On the other hand the carrier, being bound to make delivery to the rightful holder of the bill of lading as above stated, can not usually be compelled to deliver the property except on production of that instrument.

These qualities and features of bills of lading, and the use made of them in commercial transactions as security for advancements of money on discounts of drafts and notes, assimilate them somewhat to that class of commercial paper generally known as negotiable instruments. They are not, however, negotiable in the legal signification of that word, implying the right of any bona fide holder, for value, to the property referred to in them.

Possession even by a holder in perfect good faith of a bill of lading lost or stolen from the true owner would not, it is supposed, entitle such holder to delivery of the property receipted for therein; nor, probably, would the carrier be justified in making delivery of such a holder. This consideration sufficiently distinguished bills of lading from strictly negotiable instruments.

But in some of the States the doctrine of estoppel, as it is termed in the law, has been under certain circumstances so applied to the documents issued by shipping agents of carriers, purporting the receipt of goods for transportation, as still further to impress them with the quality of negotiability. It may happen that by carelessness, mistake, or fraudulent collusion between carrier and shipper a receipt or bill of lading may be issued for property which in point of fact has not been received by the carrier at all, or which, if received, is less in quantity or inferior in quality to that mentioned in the receipt.

This erroneous or fraudulent bill of lading may in the usual course of business come into the hands of some person who, in good faith and relying on the truthfulness and genuineness of the instrument, advances money upon the security supposed to be afforded by its possession.

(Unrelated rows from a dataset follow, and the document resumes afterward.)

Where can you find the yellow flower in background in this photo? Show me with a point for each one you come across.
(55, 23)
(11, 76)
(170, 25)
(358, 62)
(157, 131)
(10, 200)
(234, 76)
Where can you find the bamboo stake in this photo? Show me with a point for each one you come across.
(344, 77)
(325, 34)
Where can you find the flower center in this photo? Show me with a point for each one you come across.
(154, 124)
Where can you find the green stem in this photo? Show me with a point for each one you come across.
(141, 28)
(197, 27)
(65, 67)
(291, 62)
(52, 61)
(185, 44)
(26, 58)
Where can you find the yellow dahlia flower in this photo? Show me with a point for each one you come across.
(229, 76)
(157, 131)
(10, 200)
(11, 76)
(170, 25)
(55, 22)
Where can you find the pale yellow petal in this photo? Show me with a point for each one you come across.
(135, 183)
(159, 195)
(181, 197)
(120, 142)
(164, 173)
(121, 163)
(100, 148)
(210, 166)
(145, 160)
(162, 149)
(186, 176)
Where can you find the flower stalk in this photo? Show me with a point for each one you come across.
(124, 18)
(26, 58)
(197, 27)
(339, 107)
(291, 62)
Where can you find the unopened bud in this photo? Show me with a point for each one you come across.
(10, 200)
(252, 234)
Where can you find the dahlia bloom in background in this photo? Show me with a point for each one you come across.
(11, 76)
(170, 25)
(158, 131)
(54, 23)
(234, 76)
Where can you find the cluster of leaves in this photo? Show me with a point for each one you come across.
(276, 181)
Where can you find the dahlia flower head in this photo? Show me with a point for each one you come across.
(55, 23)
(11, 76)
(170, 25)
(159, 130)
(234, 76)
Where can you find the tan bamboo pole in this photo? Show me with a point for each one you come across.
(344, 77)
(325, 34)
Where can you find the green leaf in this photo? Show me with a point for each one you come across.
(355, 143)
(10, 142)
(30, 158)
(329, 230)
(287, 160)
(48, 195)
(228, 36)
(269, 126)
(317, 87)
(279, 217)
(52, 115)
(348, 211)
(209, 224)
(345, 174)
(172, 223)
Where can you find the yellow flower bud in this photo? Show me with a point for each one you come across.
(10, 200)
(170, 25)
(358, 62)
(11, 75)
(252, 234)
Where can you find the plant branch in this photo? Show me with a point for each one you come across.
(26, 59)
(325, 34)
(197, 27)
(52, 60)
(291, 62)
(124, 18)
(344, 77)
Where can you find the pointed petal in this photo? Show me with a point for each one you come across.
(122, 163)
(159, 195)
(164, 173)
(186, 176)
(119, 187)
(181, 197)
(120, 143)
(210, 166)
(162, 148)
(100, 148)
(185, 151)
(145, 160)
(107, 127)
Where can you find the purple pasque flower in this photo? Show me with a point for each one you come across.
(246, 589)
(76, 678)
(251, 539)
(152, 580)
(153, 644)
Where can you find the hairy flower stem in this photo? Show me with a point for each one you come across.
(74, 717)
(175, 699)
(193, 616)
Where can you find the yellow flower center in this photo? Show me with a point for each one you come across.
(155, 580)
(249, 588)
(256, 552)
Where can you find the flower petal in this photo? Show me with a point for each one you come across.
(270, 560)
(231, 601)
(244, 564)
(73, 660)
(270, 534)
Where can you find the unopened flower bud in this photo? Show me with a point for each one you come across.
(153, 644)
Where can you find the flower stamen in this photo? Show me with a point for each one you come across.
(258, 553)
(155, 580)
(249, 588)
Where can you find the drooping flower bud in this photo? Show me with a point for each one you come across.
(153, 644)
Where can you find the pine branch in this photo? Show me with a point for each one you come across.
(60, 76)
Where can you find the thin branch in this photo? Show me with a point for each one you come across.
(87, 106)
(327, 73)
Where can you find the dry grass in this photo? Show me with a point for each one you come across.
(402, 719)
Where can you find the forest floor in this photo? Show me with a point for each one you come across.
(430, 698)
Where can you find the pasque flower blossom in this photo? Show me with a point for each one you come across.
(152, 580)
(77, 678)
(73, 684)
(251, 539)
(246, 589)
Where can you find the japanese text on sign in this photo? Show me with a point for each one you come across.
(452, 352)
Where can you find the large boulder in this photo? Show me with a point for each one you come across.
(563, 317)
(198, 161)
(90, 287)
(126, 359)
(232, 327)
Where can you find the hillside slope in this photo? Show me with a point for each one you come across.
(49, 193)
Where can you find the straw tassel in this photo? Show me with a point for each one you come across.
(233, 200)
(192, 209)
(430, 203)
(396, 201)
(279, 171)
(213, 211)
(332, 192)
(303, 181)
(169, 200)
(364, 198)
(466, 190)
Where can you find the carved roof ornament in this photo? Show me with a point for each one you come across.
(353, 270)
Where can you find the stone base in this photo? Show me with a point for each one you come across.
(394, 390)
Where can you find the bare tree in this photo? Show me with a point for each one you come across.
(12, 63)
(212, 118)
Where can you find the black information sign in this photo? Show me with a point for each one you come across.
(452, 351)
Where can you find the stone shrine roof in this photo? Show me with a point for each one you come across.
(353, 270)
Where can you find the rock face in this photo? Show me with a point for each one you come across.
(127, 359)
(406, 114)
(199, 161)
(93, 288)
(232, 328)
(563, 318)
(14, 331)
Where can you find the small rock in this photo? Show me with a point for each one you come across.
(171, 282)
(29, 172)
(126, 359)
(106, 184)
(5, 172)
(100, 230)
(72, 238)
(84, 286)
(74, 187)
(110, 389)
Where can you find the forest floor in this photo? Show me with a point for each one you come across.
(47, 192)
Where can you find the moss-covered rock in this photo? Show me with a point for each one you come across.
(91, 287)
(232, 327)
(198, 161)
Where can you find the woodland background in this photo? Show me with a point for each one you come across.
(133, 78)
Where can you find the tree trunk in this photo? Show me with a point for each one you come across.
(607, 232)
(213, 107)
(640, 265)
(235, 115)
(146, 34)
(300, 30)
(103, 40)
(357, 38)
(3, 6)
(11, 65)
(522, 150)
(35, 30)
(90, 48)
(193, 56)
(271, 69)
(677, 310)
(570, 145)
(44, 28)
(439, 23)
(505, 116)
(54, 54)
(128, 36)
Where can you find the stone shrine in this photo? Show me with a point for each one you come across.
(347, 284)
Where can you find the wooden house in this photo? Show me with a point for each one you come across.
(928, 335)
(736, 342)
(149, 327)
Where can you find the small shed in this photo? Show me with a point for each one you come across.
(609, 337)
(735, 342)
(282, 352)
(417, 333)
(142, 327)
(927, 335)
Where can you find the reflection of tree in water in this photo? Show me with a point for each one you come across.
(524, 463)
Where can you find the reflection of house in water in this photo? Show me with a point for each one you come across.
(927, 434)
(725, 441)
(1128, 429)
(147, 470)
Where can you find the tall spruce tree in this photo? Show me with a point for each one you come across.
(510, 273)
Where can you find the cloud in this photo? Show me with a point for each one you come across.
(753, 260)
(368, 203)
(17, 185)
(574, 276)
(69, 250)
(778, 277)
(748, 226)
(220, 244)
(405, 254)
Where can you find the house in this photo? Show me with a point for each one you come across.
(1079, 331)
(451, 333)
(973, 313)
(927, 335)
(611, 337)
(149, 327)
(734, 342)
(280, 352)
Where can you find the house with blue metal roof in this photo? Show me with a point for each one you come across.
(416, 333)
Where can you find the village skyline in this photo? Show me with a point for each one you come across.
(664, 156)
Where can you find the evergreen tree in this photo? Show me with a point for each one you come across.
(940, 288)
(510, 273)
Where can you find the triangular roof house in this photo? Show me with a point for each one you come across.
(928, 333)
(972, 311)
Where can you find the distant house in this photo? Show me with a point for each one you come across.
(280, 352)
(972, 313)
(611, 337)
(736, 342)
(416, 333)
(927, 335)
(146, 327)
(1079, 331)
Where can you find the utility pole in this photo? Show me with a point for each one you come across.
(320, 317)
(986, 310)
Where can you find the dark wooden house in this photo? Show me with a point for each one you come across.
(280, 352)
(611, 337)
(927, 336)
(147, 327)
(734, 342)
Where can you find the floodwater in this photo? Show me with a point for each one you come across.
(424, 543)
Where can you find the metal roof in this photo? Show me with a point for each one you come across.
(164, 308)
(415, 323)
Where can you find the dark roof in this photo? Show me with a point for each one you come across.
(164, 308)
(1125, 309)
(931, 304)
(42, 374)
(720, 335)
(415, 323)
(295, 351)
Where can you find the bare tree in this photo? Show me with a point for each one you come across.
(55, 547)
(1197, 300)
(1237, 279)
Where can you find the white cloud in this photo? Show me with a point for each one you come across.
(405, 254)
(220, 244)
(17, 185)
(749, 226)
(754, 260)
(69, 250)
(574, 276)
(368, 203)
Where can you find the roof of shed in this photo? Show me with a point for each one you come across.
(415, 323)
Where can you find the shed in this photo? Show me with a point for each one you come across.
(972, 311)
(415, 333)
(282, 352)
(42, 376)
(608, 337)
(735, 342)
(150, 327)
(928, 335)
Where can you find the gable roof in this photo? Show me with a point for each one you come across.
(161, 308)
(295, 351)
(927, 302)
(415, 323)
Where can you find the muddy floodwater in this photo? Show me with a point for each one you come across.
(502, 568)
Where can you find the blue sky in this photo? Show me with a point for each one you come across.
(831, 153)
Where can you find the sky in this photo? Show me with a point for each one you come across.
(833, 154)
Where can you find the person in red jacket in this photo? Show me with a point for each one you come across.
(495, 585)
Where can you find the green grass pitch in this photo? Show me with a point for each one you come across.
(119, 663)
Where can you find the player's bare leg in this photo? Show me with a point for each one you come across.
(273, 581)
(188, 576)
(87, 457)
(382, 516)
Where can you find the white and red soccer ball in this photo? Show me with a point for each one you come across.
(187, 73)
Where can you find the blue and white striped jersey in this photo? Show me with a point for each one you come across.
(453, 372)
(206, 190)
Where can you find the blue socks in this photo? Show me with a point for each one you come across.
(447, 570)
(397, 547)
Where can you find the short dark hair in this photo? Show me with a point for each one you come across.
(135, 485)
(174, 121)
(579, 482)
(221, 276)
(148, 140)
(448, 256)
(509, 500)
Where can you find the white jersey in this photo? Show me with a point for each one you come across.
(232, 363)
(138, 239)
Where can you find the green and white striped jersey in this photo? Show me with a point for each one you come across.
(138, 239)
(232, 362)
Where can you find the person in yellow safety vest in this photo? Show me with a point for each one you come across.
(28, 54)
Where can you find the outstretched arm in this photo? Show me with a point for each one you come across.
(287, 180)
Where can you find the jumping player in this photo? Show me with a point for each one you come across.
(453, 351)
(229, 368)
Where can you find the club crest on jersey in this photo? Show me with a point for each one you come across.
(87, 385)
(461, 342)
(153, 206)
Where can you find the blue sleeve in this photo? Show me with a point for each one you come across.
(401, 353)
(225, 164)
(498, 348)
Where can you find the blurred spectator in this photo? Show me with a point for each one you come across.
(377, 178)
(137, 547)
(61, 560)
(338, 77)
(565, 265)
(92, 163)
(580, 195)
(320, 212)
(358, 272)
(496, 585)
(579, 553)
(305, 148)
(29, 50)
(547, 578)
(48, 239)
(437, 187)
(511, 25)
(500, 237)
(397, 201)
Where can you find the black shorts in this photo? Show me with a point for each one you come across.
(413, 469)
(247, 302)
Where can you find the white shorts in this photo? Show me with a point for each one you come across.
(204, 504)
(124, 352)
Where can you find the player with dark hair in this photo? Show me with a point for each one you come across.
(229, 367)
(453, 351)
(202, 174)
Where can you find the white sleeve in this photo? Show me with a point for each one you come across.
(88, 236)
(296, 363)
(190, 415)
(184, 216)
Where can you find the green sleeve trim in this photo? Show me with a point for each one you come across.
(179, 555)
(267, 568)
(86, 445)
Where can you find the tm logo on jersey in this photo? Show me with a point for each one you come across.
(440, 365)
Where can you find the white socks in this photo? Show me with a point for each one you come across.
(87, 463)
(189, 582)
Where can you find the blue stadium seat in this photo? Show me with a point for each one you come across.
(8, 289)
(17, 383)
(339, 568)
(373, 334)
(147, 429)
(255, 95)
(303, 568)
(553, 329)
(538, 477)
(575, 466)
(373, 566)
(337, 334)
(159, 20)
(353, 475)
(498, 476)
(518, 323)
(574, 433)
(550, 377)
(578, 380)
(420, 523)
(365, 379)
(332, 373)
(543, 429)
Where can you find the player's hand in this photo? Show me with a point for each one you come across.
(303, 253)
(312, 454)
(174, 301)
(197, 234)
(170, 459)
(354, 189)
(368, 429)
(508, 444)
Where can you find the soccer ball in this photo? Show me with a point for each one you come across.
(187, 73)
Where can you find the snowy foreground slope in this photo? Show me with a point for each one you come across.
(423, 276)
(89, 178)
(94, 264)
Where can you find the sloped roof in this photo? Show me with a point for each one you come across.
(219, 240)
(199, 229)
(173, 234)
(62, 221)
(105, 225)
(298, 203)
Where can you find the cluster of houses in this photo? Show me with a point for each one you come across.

Thus an innocent third party is induced by the representations of the instrument to take such action as will subject him to serious loss, if those representations may afterwards be controverted by the party against whom they purport to establish a right. Under these circumstances the latter party may sometimes be estopped from denying the truth of such representation as against the party misled by them, even though in point of fact they do not really express the truth.